Os desafios da infraestrutura
A segunda mesa-redonda centrou-se nas dificuldades da infraestrutura para a mobilidade sustentável e contou com a presença de Ana Souta, Diretora Geral da Associação Nacional de Transportadores Públicos Rodoviários de Mercadorias (ANTRAM), Paulo Niza, Diretor Comercial da MEDWAY, Ramón Valdivia, Vice-Presidente Executivo da Associação Internacional de Transporte Rodoviário (ASTIC), e Vasco Silva, Diretor do Porto de Leixões.
Para Ramón Valdivia existem três principais desafios: a falta de pessoal, a falta de infraestruturas e a legislação europeia desajustada. Segundo o Vice-Presidente Executivo da ASTIC, “a principal missão das empresas de transporte, do ponto de vista social, é criar riqueza, emprego e servir a sociedade”. No entanto, “o mundo em que vivemos na Europa está verdadeiramente a criar incerteza e insegurança jurídica: é preciso mudar as tecnologias e as tendências rapidamente, porque 2030 e 2035 estão muito próximos e a legislação da União Europeia continua a focar-se em penalização e não no incentivo”.
Ana Souta refere que, “no que diz respeito às infraestruturas, nas últimas décadas tivemos um avanço muito grande. Mas, de facto, as infraestruturas não se prendem apenas pela parte das estradas e da construção da rodovia. Há toda uma outra rede de apoio que tem de ser considerada”, como os parques de descanso para os motoristas de pesados, que são poucos e, muitas vezes, estão lotados. Além disso, é preciso pensar, ainda, na sustentabilidade. Como afirma a Diretora Geral da ANTRAM, “os veículos pesados são necessários” e a solução para os tornar mais sustentáveis pode passar por “transportar mais com menos”, ou seja, utilizar transportes com maior capacidade de carga.
Paulo Niza afirma que os principais desafios com que se têm deparado na infraestrutura ferroviária estão relacionados com a linha da beira alta do Corredor Atlântico que “vai estar fechada três anos quando inicialmente era para estar fechada 9 meses”. Para o Diretor Comercial da MEDWAY isto “tem um impacto negativo em todos os operadores ferroviários de mercadorias”. No entanto, a expectativa é que a linha esteja a funcionar no início do 2º trimestre de 2025 e que os projetos possam ser retomados.
Já para Vasco Silva, “relativamente à logística dos transportes não vai haver uma solução.

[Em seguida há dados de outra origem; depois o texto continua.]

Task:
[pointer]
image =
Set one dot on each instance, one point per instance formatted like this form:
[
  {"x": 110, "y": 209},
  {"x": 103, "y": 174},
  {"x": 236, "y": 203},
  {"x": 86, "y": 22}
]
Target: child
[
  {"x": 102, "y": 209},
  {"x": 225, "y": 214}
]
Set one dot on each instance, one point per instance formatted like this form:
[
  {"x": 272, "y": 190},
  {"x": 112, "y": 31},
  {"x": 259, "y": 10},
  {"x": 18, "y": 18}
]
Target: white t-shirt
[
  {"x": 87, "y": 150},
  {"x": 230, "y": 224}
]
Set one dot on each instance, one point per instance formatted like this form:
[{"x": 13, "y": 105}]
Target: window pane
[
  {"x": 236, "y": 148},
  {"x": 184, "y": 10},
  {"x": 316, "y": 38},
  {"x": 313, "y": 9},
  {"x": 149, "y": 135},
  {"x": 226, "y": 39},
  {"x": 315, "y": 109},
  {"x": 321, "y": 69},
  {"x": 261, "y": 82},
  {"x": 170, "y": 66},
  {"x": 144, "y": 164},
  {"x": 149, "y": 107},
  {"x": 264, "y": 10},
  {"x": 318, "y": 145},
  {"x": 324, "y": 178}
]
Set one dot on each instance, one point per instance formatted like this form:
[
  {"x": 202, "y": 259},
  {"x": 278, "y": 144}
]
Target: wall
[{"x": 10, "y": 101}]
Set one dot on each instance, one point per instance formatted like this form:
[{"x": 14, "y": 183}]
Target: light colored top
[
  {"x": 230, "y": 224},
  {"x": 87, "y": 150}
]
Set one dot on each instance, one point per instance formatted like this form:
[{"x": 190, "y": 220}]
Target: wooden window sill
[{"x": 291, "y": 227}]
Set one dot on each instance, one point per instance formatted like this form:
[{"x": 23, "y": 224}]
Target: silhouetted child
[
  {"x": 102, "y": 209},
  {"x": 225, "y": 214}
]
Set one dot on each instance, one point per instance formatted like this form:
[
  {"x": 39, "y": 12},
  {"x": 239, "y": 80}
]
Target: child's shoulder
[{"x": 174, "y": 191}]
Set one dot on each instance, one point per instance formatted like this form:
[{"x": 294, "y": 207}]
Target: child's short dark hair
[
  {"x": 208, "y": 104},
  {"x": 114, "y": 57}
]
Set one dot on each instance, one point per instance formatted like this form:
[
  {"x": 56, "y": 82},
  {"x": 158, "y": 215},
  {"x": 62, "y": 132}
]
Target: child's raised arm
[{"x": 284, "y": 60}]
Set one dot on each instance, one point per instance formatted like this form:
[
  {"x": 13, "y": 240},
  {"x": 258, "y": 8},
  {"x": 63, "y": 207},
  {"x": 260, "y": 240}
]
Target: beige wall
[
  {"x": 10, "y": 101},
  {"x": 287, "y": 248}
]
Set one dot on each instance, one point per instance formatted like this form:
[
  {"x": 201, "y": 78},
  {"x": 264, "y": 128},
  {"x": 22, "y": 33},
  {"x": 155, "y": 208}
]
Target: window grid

Vai haver várias soluções que têm de estar todas agregadas para podermos dar resposta à logística de transporte. E isso tem de ser um trabalho conjunto dos portos, do transporte ferroviário e do transporte rodoviário. Todos nós vamos ser precisos”.
O fórum contou, ainda, com três apresentações: André Sá, Professor do Instituto Politécnico da Guarda, falou sobre a transformação digital da logística e do transporte através do desenvolvimento de gémeos digitais para fabricantes de automóveis. Yolanda Moratilla, Professora da Escola Técnica Superior de Engenharia da Universidade Pontificia de Comillas e investigadora da Cátedra Rafael Mariño de Novas Tecnologias Energéticas deu a conhecer o estudo “Recursos minerais na faixa ocidental da Extremadura”. E, por fim, André Themudo, responsável da Black Rock em Portugal, falou sobre as chaves para investir em infraestrutura sustentável.